Effective Document Chunking: From Basic to Advanced Methods

2 min readJun 22, 2024

Introduction

Document chunking is a crucial technique in natural language processing that involves breaking down large texts into smaller, manageable pieces. This process enhances retrieval efficiency, comprehension, and processing in various applications such as search engines, chatbots, and machine learning models. This article explores different methods of chunking documents, from basic to advanced techniques, including OpenAI’s chunking tools.

Basic Methods

1. Fixed-Length Chunking

The simplest form of chunking involves splitting the document into fixed-length chunks based on a predefined number of words or characters.

def fixed_length_chunking(text, chunk_size=200):
    words = text.split()
    chunks = [' '.join(words[i:i + chunk_size]) for i in range(0, len(words), chunk_size)]
    return chunks

2. Sentence-Based Chunking

This method divides the document into chunks based on complete sentences, ensuring that each chunk contains whole sentences rather than splitting them in the middle.

import nltk

nltk.download('punkt')

def sentence_based_chunking(text, max_sentences=5):
    sentences = nltk.sent_tokenize(text)
    chunks = [' '.join(sentences[i:i + max_sentences]) for i in range(0, len(sentences), max_sentences)]
    return chunks

Intermediate Methods

3. Paragraph-Based Chunking

Chunking by paragraphs retains the natural structure of the document and is useful when the logical structure of text is important.

def paragraph_based_chunking(text):
    paragraphs = text.split('\n\n')
    return paragraphs

4. Overlapping Chunks

Overlapping chunks provide better context by including some overlapping content between consecutive chunks, which can be helpful for models that process the chunks sequentially.

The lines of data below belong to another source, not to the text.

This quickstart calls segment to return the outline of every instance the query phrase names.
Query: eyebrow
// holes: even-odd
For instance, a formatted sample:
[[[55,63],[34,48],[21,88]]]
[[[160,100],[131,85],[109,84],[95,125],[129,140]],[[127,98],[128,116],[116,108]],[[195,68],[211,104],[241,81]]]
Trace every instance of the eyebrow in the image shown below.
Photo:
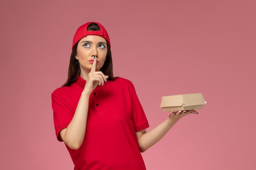
[[[83,42],[86,42],[86,43],[88,43],[92,44],[92,42],[91,41],[83,41],[81,43],[83,43]],[[98,44],[105,44],[107,45],[107,43],[106,43],[105,42],[99,42],[98,43]]]

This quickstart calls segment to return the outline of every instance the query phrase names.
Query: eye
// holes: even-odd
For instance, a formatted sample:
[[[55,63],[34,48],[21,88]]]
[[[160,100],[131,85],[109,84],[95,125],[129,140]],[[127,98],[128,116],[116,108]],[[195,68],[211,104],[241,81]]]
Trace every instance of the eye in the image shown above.
[[[90,44],[88,43],[85,43],[83,45],[83,46],[85,47],[90,47]]]
[[[105,46],[103,44],[99,44],[99,48],[100,49],[104,49],[105,48]]]

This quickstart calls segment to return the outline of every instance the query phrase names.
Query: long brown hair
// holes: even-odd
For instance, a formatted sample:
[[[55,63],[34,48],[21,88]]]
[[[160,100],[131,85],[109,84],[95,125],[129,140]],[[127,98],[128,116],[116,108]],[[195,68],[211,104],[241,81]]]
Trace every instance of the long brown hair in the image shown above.
[[[92,23],[90,24],[87,27],[87,31],[100,31],[100,30],[99,26],[98,24],[94,23]],[[67,73],[67,82],[62,85],[63,87],[69,86],[76,82],[78,76],[80,75],[81,71],[79,62],[78,60],[76,60],[75,57],[77,53],[77,46],[79,42],[77,42],[74,46],[72,49]],[[106,57],[106,60],[104,63],[104,65],[103,65],[100,71],[102,71],[104,75],[109,76],[108,78],[108,80],[111,81],[114,80],[116,77],[114,77],[113,75],[112,56],[111,55],[110,48],[107,41],[107,48],[108,52]]]

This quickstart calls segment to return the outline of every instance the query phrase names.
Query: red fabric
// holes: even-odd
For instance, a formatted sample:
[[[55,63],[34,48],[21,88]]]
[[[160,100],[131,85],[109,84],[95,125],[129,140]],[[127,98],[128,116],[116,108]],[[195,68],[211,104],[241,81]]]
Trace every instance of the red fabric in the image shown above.
[[[52,94],[59,141],[59,132],[72,119],[85,82],[79,77],[70,86],[57,88]],[[135,132],[149,126],[130,81],[118,78],[94,89],[90,97],[87,126],[80,148],[74,150],[66,146],[75,170],[146,170]]]
[[[87,27],[90,24],[92,23],[94,23],[97,24],[99,27],[100,31],[87,31]],[[75,45],[76,43],[78,42],[80,40],[83,38],[86,37],[89,35],[99,35],[103,37],[108,43],[110,48],[111,47],[110,41],[109,39],[109,37],[108,34],[107,30],[105,29],[104,26],[101,24],[97,22],[87,22],[83,25],[81,26],[76,30],[76,32],[75,34],[74,38],[73,39],[73,44],[72,45],[72,49],[74,46]]]

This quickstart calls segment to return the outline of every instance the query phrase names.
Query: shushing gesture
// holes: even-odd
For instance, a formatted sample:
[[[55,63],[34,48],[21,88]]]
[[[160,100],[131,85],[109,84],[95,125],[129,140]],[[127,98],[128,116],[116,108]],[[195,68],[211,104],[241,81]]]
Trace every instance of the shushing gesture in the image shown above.
[[[107,82],[108,76],[105,75],[100,71],[96,71],[97,57],[94,56],[92,66],[90,72],[88,74],[86,83],[83,91],[90,95],[97,86],[104,86],[104,82]]]

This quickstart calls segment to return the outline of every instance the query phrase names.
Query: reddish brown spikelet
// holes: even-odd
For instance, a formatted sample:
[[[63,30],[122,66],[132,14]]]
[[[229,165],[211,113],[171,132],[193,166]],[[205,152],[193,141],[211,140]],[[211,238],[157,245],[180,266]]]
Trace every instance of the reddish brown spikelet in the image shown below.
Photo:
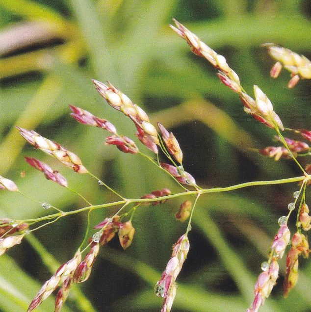
[[[295,233],[286,258],[286,274],[283,284],[285,298],[298,279],[298,257],[302,255],[304,258],[308,258],[310,251],[307,237],[299,232]]]
[[[55,300],[54,312],[59,312],[69,295],[70,288],[74,284],[73,276],[69,276],[65,280],[58,290]]]
[[[66,150],[59,144],[51,141],[33,130],[29,131],[16,127],[21,135],[35,149],[39,149],[48,155],[55,157],[63,165],[78,173],[87,173],[86,168],[82,164],[80,158],[74,153]]]
[[[120,225],[119,229],[119,239],[121,247],[126,249],[133,241],[135,229],[130,221]]]
[[[159,144],[157,132],[150,122],[146,112],[109,82],[106,85],[96,80],[92,81],[100,94],[111,107],[122,111],[134,122],[138,130],[136,135],[141,142],[153,152],[157,153],[156,145]]]
[[[176,294],[175,281],[186,259],[190,245],[185,234],[174,245],[172,257],[168,261],[161,279],[155,286],[156,294],[164,298],[161,312],[169,312]]]
[[[75,283],[83,283],[88,279],[99,250],[99,243],[95,243],[77,267],[73,278]]]
[[[274,44],[266,43],[262,45],[267,47],[270,55],[278,62],[271,69],[271,76],[276,78],[284,68],[291,72],[292,77],[288,83],[288,87],[294,87],[299,80],[299,77],[305,79],[311,78],[311,61],[303,55],[300,55],[290,50]]]
[[[182,161],[182,152],[176,138],[171,132],[169,132],[160,123],[157,124],[162,132],[163,140],[169,153],[173,155],[178,162],[181,163]]]
[[[20,244],[24,238],[25,234],[9,236],[4,238],[0,239],[0,256],[3,255],[8,249]]]
[[[301,226],[304,231],[309,231],[311,229],[311,217],[309,215],[309,208],[305,203],[300,208],[298,226]]]
[[[50,280],[43,284],[36,297],[31,301],[27,312],[30,312],[37,308],[67,278],[72,277],[80,261],[81,254],[78,251],[72,259],[61,265]]]
[[[56,182],[62,186],[68,187],[67,180],[58,171],[53,170],[50,166],[35,158],[24,156],[24,158],[29,165],[43,172],[48,180]]]
[[[302,129],[299,129],[299,131],[304,138],[311,142],[311,131]]]
[[[0,176],[0,189],[8,189],[12,192],[18,192],[16,184],[11,180]]]
[[[281,139],[278,136],[275,136],[275,137],[280,142],[282,142]],[[308,151],[310,148],[309,146],[304,142],[302,142],[301,141],[295,141],[294,140],[292,140],[291,139],[289,139],[287,137],[285,137],[284,139],[285,142],[286,142],[286,144],[287,145],[288,148],[292,152],[300,153],[301,152]]]
[[[154,141],[152,137],[149,134],[146,134],[143,129],[138,126],[136,125],[136,128],[138,132],[136,132],[135,135],[138,138],[139,141],[151,151],[157,154],[158,153],[158,150],[157,145]]]
[[[183,222],[190,216],[190,213],[192,209],[192,203],[190,201],[186,201],[181,204],[178,212],[175,214],[175,217],[177,220],[179,220],[181,222]]]
[[[258,277],[255,286],[255,299],[246,312],[258,312],[260,306],[264,303],[275,285],[279,275],[279,264],[273,260],[267,271]]]
[[[144,195],[143,196],[142,196],[141,198],[156,198],[157,197],[165,196],[166,195],[170,195],[171,193],[172,192],[171,192],[171,190],[168,188],[163,188],[160,190],[153,191],[151,192],[151,194],[147,194],[145,195]],[[142,205],[144,206],[148,206],[149,205],[152,204],[153,206],[156,206],[158,205],[160,205],[161,204],[165,203],[167,200],[167,199],[164,199],[161,201],[155,201],[154,202],[143,202],[140,203],[140,205]],[[138,204],[138,203],[136,204],[136,205]]]
[[[104,229],[99,240],[100,246],[105,245],[114,237],[121,224],[120,216],[117,215],[113,218],[106,218],[103,222],[94,227],[94,228],[96,229]]]
[[[69,106],[73,112],[70,115],[81,124],[103,128],[114,134],[117,133],[115,127],[107,120],[99,118],[87,110],[76,107],[73,105]]]
[[[264,156],[274,157],[276,160],[281,158],[288,159],[290,158],[289,153],[287,149],[283,146],[269,146],[259,150],[259,153]]]
[[[0,219],[0,237],[4,238],[16,232],[22,232],[28,229],[29,225],[26,223],[15,225],[14,222],[9,219]]]
[[[160,162],[160,165],[162,168],[170,173],[176,180],[181,183],[187,185],[195,184],[194,178],[190,173],[183,171],[182,168],[179,167],[178,169],[174,166],[170,165],[165,162]]]
[[[139,151],[135,142],[130,138],[121,135],[110,135],[106,138],[105,144],[106,145],[116,145],[117,148],[124,153],[137,154]]]

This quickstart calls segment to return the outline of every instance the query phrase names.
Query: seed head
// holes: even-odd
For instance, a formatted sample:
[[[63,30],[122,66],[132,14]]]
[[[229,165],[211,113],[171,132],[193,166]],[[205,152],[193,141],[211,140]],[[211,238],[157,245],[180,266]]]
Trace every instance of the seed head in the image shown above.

def overlapping_chunking(text, chunk_size=200, overlap=50):
    words = text.split()
    chunks = [' '.join(words[i:i + chunk_size]) for i in range(0, len(words), chunk_size - overlap)]
    return chunks

Advanced Methods

5. Character-Based Chunking with OpenAI’s Tokenizers

OpenAI’s CharacterTextSplitter can be used for precise control over chunk sizes by characters, ensuring chunks do not exceed model token limits.

from openai.embeddings_utils import CharacterTextSplitter

def character_based_chunking(text, chunk_size=200):
    splitter = CharacterTextSplitter(chunk_size=chunk_size)
    chunks = splitter.split(text)
    return chunks

6. Recursive Character-Based Chunking with OpenAI’s Tokenizers

For handling edge cases where certain chunks are too large, recursive splitting is employed to ensure all chunks meet size constraints.

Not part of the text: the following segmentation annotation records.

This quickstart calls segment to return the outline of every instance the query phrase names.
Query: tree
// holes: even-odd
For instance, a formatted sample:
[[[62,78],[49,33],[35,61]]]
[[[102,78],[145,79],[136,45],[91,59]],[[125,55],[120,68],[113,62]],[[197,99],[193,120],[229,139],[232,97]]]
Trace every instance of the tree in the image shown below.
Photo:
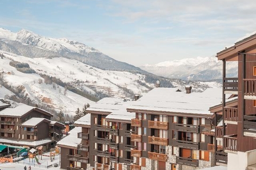
[[[90,107],[90,105],[89,103],[87,104],[84,104],[84,107],[83,107],[82,111],[82,116],[85,116],[87,114],[87,112],[86,112],[86,109]]]
[[[60,110],[60,112],[57,114],[57,122],[63,123],[65,122],[65,118],[64,117],[64,113]]]
[[[80,109],[79,108],[77,108],[77,110],[76,110],[76,112],[75,112],[75,113],[76,115],[74,116],[74,121],[76,121],[78,120],[78,119],[81,117],[81,111],[80,111]]]

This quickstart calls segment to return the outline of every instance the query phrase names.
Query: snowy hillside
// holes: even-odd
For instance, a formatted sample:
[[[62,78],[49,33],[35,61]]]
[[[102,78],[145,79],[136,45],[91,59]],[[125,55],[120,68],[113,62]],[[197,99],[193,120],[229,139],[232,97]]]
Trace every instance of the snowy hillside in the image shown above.
[[[0,49],[30,58],[71,58],[103,70],[143,71],[79,42],[66,38],[46,38],[25,29],[12,32],[0,28]]]
[[[237,62],[228,62],[227,75],[237,76]],[[169,78],[193,81],[222,79],[222,63],[217,57],[197,57],[145,65],[140,68],[150,73]]]

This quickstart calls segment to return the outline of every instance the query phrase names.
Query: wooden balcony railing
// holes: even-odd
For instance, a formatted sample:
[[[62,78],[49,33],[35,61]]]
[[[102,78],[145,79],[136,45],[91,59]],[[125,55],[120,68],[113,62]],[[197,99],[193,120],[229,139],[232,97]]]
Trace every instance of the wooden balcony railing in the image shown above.
[[[67,155],[67,159],[70,161],[79,162],[84,164],[88,164],[89,162],[88,157],[83,157],[81,156]]]
[[[222,138],[223,134],[222,126],[215,126],[215,130],[216,131],[216,135],[217,138]]]
[[[176,163],[189,166],[198,166],[198,160],[190,158],[177,157]]]
[[[224,107],[224,120],[229,121],[237,122],[237,108]]]
[[[198,149],[199,143],[190,141],[176,140],[175,147],[182,148]]]
[[[256,79],[244,79],[244,95],[256,96]]]
[[[148,137],[148,142],[150,144],[158,144],[162,146],[168,145],[168,138],[162,138],[155,137]]]
[[[225,78],[223,80],[224,90],[237,91],[238,88],[238,78]]]
[[[210,152],[215,152],[215,144],[208,143],[208,151]]]
[[[79,150],[88,152],[89,151],[89,145],[78,144],[77,145],[77,149]]]
[[[137,150],[137,149],[131,149],[131,156],[135,157],[141,157],[141,150]]]
[[[141,170],[141,166],[131,164],[131,170]]]
[[[131,134],[131,140],[134,142],[141,142],[141,135],[139,135],[137,134]]]
[[[82,132],[77,133],[77,138],[89,140],[89,133],[82,133]]]
[[[198,133],[198,125],[193,124],[184,124],[181,123],[175,124],[175,130],[181,132],[189,132],[191,133]]]
[[[132,126],[141,127],[142,121],[138,118],[133,118],[131,120],[131,125]]]
[[[236,151],[237,135],[233,134],[224,136],[224,148],[225,150]]]
[[[15,122],[14,121],[0,121],[0,123],[2,124],[7,124],[10,125],[15,125]]]
[[[0,131],[2,133],[14,133],[14,129],[1,129]]]
[[[167,155],[158,154],[156,152],[148,152],[148,158],[162,162],[166,162],[167,160]]]
[[[148,128],[168,130],[168,122],[148,121]]]
[[[244,132],[256,133],[256,116],[244,115]]]

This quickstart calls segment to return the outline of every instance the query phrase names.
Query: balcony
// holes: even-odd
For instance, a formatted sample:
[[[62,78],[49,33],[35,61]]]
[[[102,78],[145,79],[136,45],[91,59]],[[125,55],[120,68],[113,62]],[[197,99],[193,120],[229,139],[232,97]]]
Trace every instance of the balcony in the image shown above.
[[[224,149],[237,151],[237,135],[233,134],[224,136]]]
[[[124,158],[124,162],[125,164],[131,164],[133,163],[133,158],[131,158],[130,159]]]
[[[6,124],[9,125],[15,125],[15,122],[14,121],[1,121],[0,123],[2,124]]]
[[[131,164],[131,170],[141,170],[141,166]]]
[[[141,157],[141,150],[137,150],[137,149],[131,149],[131,156],[135,157]]]
[[[109,144],[110,142],[110,140],[109,139],[106,138],[98,138],[95,137],[95,142],[96,143],[99,143],[102,144]]]
[[[77,138],[82,139],[89,140],[89,133],[77,133]]]
[[[168,122],[148,121],[148,128],[168,130]]]
[[[130,137],[131,133],[135,133],[134,131],[131,130],[125,130],[124,131],[124,135],[125,137]]]
[[[132,126],[141,127],[142,121],[138,118],[132,118],[131,120],[131,125]]]
[[[222,126],[215,126],[216,135],[217,138],[222,138],[223,129]]]
[[[180,123],[176,123],[175,124],[175,130],[181,132],[188,132],[191,133],[198,133],[199,132],[198,125]]]
[[[118,143],[116,143],[116,142],[110,142],[109,143],[109,147],[113,149],[118,149]]]
[[[244,79],[244,86],[245,96],[256,96],[256,79]]]
[[[102,125],[100,124],[94,124],[93,129],[100,131],[109,132],[112,127],[109,126]]]
[[[237,91],[238,89],[238,78],[225,78],[223,87],[225,91]]]
[[[14,133],[14,130],[11,129],[1,129],[0,131],[2,133]]]
[[[109,157],[110,156],[110,152],[108,151],[108,150],[96,150],[95,154],[98,156],[101,157]]]
[[[148,152],[148,158],[152,160],[166,162],[167,155],[156,152]]]
[[[70,161],[79,162],[83,164],[88,164],[88,157],[83,157],[81,156],[75,156],[71,155],[67,155],[67,159]]]
[[[118,158],[116,157],[115,156],[110,156],[110,157],[109,157],[109,160],[112,162],[118,163]]]
[[[225,121],[237,122],[237,108],[224,107],[224,120]]]
[[[247,136],[254,136],[250,133],[256,133],[256,116],[244,115],[244,135]]]
[[[125,150],[131,150],[131,149],[134,148],[136,147],[134,145],[132,144],[125,144],[124,145],[124,149]]]
[[[96,163],[97,168],[97,169],[102,169],[102,170],[108,170],[110,168],[110,166],[107,164],[103,164],[100,163]]]
[[[131,134],[131,140],[132,141],[141,142],[141,135],[136,134]]]
[[[190,141],[177,140],[175,147],[191,149],[199,149],[199,143]]]
[[[162,138],[155,137],[148,137],[148,143],[167,146],[168,145],[168,139]]]
[[[176,157],[176,163],[192,166],[198,166],[198,160],[190,158]]]
[[[88,152],[89,151],[89,146],[80,144],[77,145],[77,149],[82,151]]]
[[[118,135],[118,130],[116,129],[110,128],[109,130],[109,134],[112,135]]]

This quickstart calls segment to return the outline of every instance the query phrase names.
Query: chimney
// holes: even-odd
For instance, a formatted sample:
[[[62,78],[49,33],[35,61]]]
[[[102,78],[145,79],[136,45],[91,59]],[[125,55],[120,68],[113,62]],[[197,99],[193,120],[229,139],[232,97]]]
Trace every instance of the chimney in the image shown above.
[[[185,86],[186,93],[187,94],[191,94],[191,89],[192,89],[192,87],[190,86]]]
[[[159,80],[156,81],[156,87],[160,87],[160,81],[159,81]]]
[[[136,101],[138,99],[139,99],[139,98],[140,98],[140,96],[139,96],[139,95],[135,95],[134,96],[134,100]]]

from openai.embeddings_utils import RecursiveCharacterTextSplitter

def recursive_character_based_chunking(text, chunk_size=200):
    splitter = RecursiveCharacterTextSplitter(chunk_size=chunk_size)
    chunks = splitter.split(text)
    return chunks

7. Semantic-Based Chunking with Embeddings

This advanced method uses semantic information to create chunks that represent coherent units of meaning, often utilizing embeddings or topic modeling.

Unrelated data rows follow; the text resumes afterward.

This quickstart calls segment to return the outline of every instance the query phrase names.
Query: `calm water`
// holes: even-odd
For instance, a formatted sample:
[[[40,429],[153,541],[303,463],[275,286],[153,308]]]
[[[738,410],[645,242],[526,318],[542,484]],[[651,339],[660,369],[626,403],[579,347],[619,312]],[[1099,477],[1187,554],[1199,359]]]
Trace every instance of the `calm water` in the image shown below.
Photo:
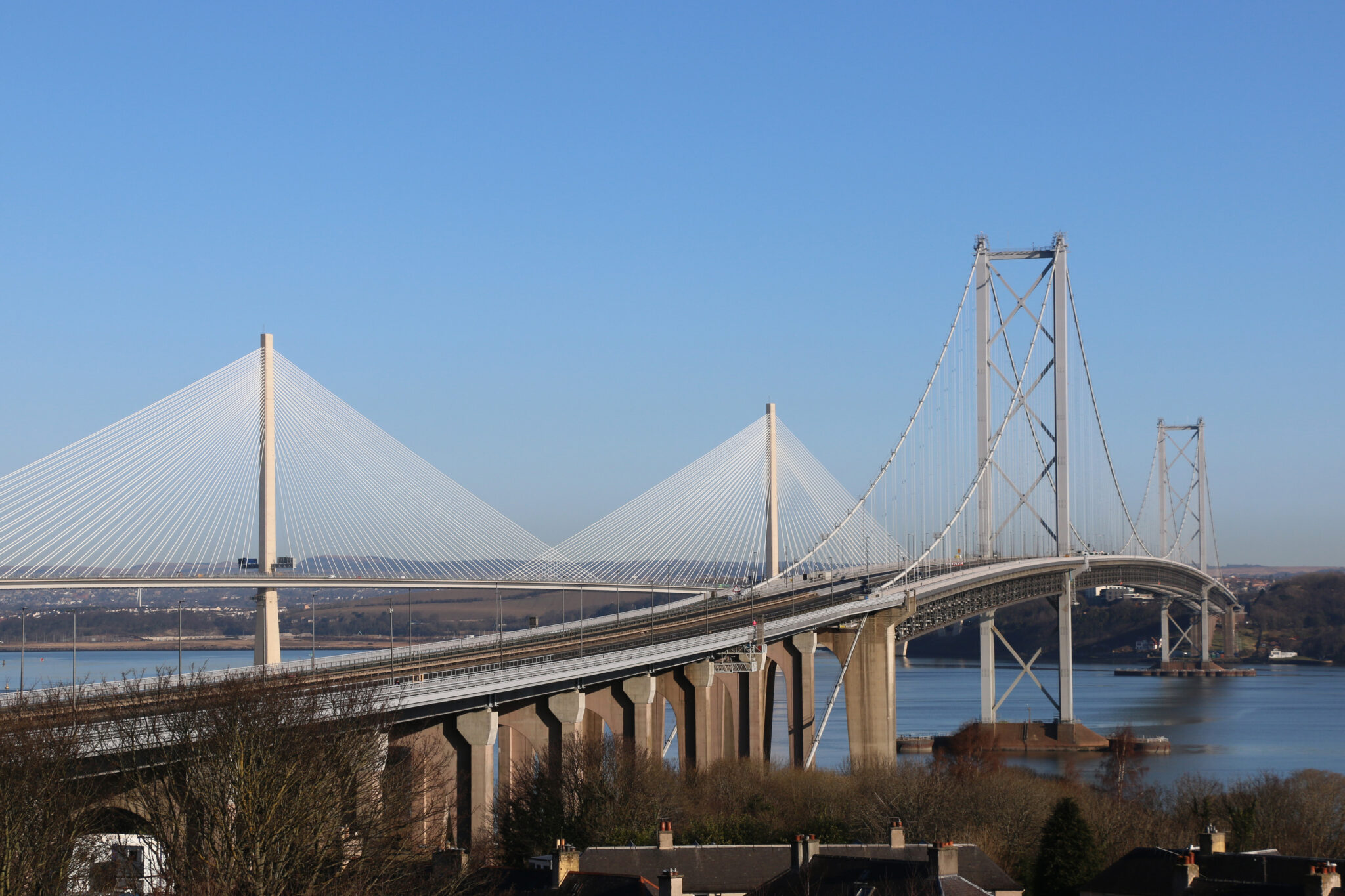
[[[981,668],[958,660],[897,660],[897,731],[952,731],[981,713]],[[818,717],[835,685],[841,665],[818,652]],[[1137,735],[1163,735],[1169,756],[1149,756],[1149,780],[1171,782],[1188,772],[1231,779],[1260,770],[1326,768],[1345,772],[1345,669],[1333,666],[1259,665],[1255,678],[1118,677],[1115,664],[1075,665],[1075,715],[1099,733],[1128,724]],[[1033,672],[1054,693],[1056,669]],[[1001,665],[1001,688],[1018,668]],[[1003,720],[1053,719],[1054,707],[1030,678],[1018,682],[999,711]],[[777,729],[784,723],[776,711]],[[772,752],[783,750],[772,746]],[[779,755],[779,754],[776,754]],[[823,733],[818,762],[838,766],[846,758],[845,689]],[[913,760],[924,760],[913,756]],[[1041,771],[1073,770],[1089,778],[1096,754],[1015,759]]]
[[[319,650],[319,657],[330,657],[346,650]],[[307,660],[308,650],[281,650],[280,658]],[[176,672],[178,649],[172,650],[79,650],[75,674],[79,681],[120,681],[122,673],[130,676],[155,674],[160,669]],[[183,650],[182,662],[187,670],[231,669],[252,665],[247,650]],[[24,660],[23,686],[54,688],[70,684],[69,650],[30,650]],[[17,652],[0,652],[0,688],[19,689]]]
[[[343,653],[319,650],[319,656]],[[284,660],[308,657],[307,650],[284,650]],[[249,665],[250,650],[187,650],[188,669],[227,669]],[[78,677],[87,681],[118,680],[124,672],[153,673],[178,665],[176,650],[81,650]],[[1186,772],[1237,778],[1260,770],[1326,768],[1345,772],[1345,669],[1332,666],[1262,665],[1255,678],[1143,678],[1118,677],[1112,664],[1075,666],[1075,711],[1093,731],[1107,733],[1130,724],[1139,735],[1163,735],[1173,743],[1170,756],[1150,756],[1149,779],[1170,782]],[[841,664],[818,652],[818,719],[826,709]],[[1033,668],[1054,692],[1056,670]],[[1001,690],[1013,681],[1017,666],[999,666]],[[70,682],[70,652],[30,652],[27,686]],[[0,686],[19,686],[19,654],[0,652]],[[901,733],[952,731],[979,713],[981,670],[975,662],[958,660],[900,660],[897,668],[897,729]],[[784,686],[772,725],[772,755],[787,755]],[[1054,717],[1054,708],[1028,678],[1021,681],[1001,709],[1001,719]],[[672,720],[668,717],[667,729]],[[818,764],[845,762],[845,689],[837,699],[818,750]],[[668,758],[677,756],[677,744]],[[912,762],[925,762],[915,755]],[[1041,771],[1077,771],[1088,778],[1102,762],[1096,754],[1061,754],[1013,762]]]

from sentence_transformers import SentenceTransformer
from sklearn.cluster import KMeans

def semantic_based_chunking(text, num_chunks=10):
    model = SentenceTransformer('paraphrase-MiniLM-L6-v2')
    sentences = nltk.sent_tokenize(text)
    embeddings = model.encode(sentences)
    
    kmeans = KMeans(n_clusters=num_chunks)
    kmeans.fit(embeddings)
    clusters = kmeans.predict(embeddings)
    
    chunks = [' '.join([sentences[i] for i in range(len(sentences)) if clusters[i] == cluster]) for cluster in range(num_chunks)]
    return chunks

Conclusion

Effective document chunking enhances the efficiency and accuracy of various natural language processing tasks. From basic methods like fixed-length and sentence-based chunking to advanced techniques using OpenAI’s tokenizers and semantic-based chunking, each method has its own advantages and use cases. Selecting the appropriate chunking strategy depends on the specific requirements and goals of your application.